Efendim devirsi gün gramafonumun eski zenberiğini aramak için çatı katında eski eşyaları karıştırmaya koyulmuştum. Zamane kadınlarından farklı olarak validemin bu kabil eşyanın hiçbirini atmayacağını, büyük ihtimamla muhafaza edip saklayacağını bildiğim için yine o çatı katındayım.
Niçin bilmem, her ne zaman içime bir gariplik çökerse çatı katına çıkar bu eski eşyaları karıştırır garip bir hüzün duyarım. Nitekim kadınlar da aynı hislerle sandıklarının dibinde, geçmiş zamanla ilgili birçok kumaş parçalarını karıştırır ve aynı hüznü duyarlar.

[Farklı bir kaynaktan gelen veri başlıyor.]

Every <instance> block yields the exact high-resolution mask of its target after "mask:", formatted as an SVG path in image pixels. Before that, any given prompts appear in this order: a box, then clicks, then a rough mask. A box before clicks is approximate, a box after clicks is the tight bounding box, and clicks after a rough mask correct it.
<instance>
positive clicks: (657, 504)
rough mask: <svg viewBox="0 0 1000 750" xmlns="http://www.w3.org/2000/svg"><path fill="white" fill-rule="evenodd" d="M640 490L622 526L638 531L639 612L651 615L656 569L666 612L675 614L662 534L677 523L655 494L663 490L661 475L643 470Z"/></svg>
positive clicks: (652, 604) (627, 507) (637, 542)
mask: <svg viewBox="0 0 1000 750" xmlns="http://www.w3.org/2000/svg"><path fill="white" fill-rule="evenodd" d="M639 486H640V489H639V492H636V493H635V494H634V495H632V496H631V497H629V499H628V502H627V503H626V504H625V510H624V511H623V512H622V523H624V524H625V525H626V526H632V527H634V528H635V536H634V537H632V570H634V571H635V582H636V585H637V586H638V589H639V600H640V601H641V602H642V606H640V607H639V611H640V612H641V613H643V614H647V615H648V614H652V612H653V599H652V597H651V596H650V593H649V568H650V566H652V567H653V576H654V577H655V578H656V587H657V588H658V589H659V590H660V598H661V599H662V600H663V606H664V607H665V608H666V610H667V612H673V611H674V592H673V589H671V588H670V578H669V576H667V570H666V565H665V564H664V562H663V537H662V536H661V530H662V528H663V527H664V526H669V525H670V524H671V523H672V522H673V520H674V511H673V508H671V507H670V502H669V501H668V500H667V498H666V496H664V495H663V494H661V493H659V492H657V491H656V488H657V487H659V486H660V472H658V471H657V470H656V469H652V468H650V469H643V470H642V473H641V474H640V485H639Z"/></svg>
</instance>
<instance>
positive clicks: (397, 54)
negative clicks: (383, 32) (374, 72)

Galiba bu zamanla soğuyup nihayet sönmeye mahkûm olan geçmişin hasretidir ki ara sıra parlayınca pek fâni olan aydınlığında hayatın efsunlu günlerini hatırlarız. Göçüp giden zamanların hâtırasıyla gönlümü bir hüzün hâlesi sarar. Mazinin hatırasını nazargâhı tahayyüle getiren bu eşyâlar daima efkârlı bir sis bulutu içinde görünür. Üç kuşağın hatıralarını taşıyan bu eşyalar bir asırdır göçlere, nesillerin değişmelerine nasıl göğüs germiş acaba. Tam bu duygulara gark olmuşken bir köşede validemin çeyizinden kalma kutu içinde bir fincan takımı ilişti gözüme. Nasıl kalmış!! Bu fincan takımının yanında altın yaldızlı bohem kristalinden iki bardak da buldum. Bir fiske attınız mı çınlaması dakikalarca süren türden antika. Üzerinde Fransız Aristokrat ailelerine mensup zarif kızların resmedildiği bir fincan takımı. Van’da bir zamanlar çocukluk muhayyilemizi süsleyen fincanlar üzerindeki resimler sanatsal ve hissi duyarlılığımızı besleyen resimlerdi. Taa uzak diyarlardan İran’dan gelip misafir odalarının baş köşesindeki büfelerde arzı endam eden bu kahve fincanlarındaki resimleri görür pek hoşuma giderdi. Çocukluğumda İran’dan gelmiş bu fincan resimlerinden çok haz ederdim. Bu fincan ve çiniler üzerindeki Fransız aristokrat sınıfına mensup kibar ince zarif bayanların doğadaki pastoral tabloları sanat zevkimizi besleyen ilk resimler olduğunu söylesem yeridir. Diyebilirim ilk sanat ve estetik resim zevkini bu fincanlardan öğrendim.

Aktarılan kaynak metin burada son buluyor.